In fact, the art and objects in the exhibit are more than on display. The pieces, all created between the years 1100 and 1500, are meant to be experienced the way they were experienced when they were first created in the decades leading up to the Renaissance—which is to say, not only seen, but smelled, heard, touched, tasted, and felt.

The 80-plus pieces exhibited come from around the world, borrowed from notable museums like the Metropolitan Museum of Art and the Louvre. They include paintings, sculptures, jewelry, chalices, tapestries, and stained glass. Some of the exhibits go beyond simple sight in an atmospheric way, as with the sounds of church bells and birds chirping. Others are more specific.

In the painting “Mary Queen of Heaven,” angels play instruments and sing as Mary is lifted to up to Heaven. Since the singing angels are holding sheet music, scholars figured out what music is being depicted in the painting, and viewers of the painting at this exhibit will also hear that music in the background. Visitors can touch a reproduction of a 16th century gold and enamel rosary and smell ecclesiastical incense in a church-themed gallery while looking at a 15th century silver censer.
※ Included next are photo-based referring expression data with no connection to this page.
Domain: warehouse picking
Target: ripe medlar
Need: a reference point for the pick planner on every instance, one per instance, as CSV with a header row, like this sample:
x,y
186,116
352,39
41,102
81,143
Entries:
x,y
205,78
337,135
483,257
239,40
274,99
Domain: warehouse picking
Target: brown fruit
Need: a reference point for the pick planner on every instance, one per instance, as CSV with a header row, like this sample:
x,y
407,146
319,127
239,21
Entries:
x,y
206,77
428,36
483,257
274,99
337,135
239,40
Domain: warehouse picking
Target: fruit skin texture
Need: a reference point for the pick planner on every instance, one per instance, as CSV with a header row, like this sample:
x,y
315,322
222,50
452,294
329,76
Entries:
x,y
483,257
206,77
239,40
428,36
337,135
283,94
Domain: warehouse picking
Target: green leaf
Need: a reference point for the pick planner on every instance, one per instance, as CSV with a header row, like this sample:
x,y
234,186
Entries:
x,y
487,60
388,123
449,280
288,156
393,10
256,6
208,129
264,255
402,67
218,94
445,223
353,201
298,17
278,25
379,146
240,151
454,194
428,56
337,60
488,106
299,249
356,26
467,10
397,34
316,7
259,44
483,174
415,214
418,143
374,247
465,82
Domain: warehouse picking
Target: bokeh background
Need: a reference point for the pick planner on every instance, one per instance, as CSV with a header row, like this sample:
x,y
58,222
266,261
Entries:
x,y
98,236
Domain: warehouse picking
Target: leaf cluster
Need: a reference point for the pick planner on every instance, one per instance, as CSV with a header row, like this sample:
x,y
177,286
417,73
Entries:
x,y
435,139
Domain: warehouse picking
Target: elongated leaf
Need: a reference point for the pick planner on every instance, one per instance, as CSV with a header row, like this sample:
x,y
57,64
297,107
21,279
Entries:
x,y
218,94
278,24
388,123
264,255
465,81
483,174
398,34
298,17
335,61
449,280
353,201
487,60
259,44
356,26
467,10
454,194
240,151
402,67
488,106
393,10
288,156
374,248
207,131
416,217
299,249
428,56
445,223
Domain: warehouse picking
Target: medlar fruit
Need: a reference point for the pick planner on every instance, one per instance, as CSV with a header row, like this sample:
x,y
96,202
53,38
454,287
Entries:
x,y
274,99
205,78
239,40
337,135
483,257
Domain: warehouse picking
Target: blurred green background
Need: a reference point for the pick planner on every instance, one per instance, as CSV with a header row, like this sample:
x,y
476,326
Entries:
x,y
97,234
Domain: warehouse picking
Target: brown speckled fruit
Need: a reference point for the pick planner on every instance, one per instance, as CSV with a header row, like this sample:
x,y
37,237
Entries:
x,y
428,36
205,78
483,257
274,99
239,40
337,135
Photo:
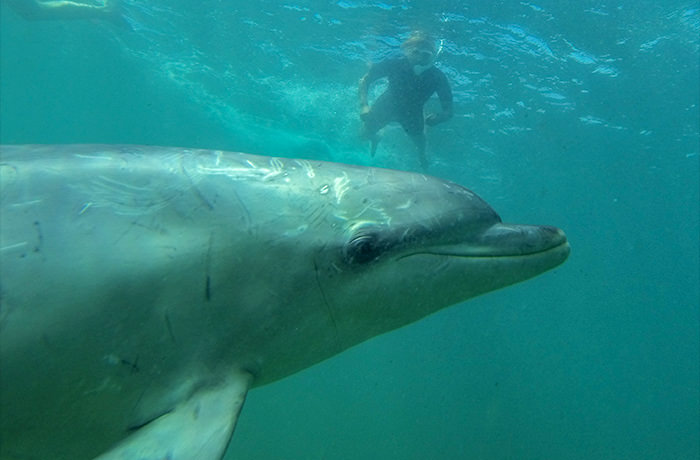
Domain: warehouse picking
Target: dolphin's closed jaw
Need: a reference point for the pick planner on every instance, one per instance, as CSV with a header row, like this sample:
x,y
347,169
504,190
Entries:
x,y
506,240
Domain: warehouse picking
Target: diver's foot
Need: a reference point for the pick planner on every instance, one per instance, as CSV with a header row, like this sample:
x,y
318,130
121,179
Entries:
x,y
373,143
373,146
423,162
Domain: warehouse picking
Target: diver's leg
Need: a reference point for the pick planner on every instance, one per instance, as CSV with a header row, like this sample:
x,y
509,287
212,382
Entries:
x,y
419,141
61,9
414,125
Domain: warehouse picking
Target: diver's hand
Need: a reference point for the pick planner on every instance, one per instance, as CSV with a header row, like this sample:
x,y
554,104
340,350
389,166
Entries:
x,y
364,110
433,119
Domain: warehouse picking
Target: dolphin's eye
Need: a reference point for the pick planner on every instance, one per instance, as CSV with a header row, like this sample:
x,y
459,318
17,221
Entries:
x,y
361,249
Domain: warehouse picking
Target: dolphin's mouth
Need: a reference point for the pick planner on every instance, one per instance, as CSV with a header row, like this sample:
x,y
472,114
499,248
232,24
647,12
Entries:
x,y
502,240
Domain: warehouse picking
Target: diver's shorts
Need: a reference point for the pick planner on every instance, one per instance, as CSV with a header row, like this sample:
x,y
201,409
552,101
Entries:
x,y
386,109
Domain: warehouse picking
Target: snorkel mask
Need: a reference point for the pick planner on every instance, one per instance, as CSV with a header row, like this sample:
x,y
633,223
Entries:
x,y
420,51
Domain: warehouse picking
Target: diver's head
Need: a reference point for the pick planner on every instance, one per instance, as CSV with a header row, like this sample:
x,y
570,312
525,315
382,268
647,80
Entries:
x,y
419,49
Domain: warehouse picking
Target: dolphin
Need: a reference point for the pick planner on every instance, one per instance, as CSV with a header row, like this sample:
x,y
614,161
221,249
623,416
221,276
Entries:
x,y
145,290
Labels describing festivals and the Eucharist give visitors an idea of the tastes of the time.

The sensations intended to be brought forth by the exhibit include emotional ones. Viewers may feel a little embarrassed looking at bawdy pieces like a statue featuring a “seductress” riding on Aristotle’s back or an ivory chip explaining the rules of a dirty version of Blind Man’s Bluff.

Know Before You Go

The temporary exhibit is now permanently closed.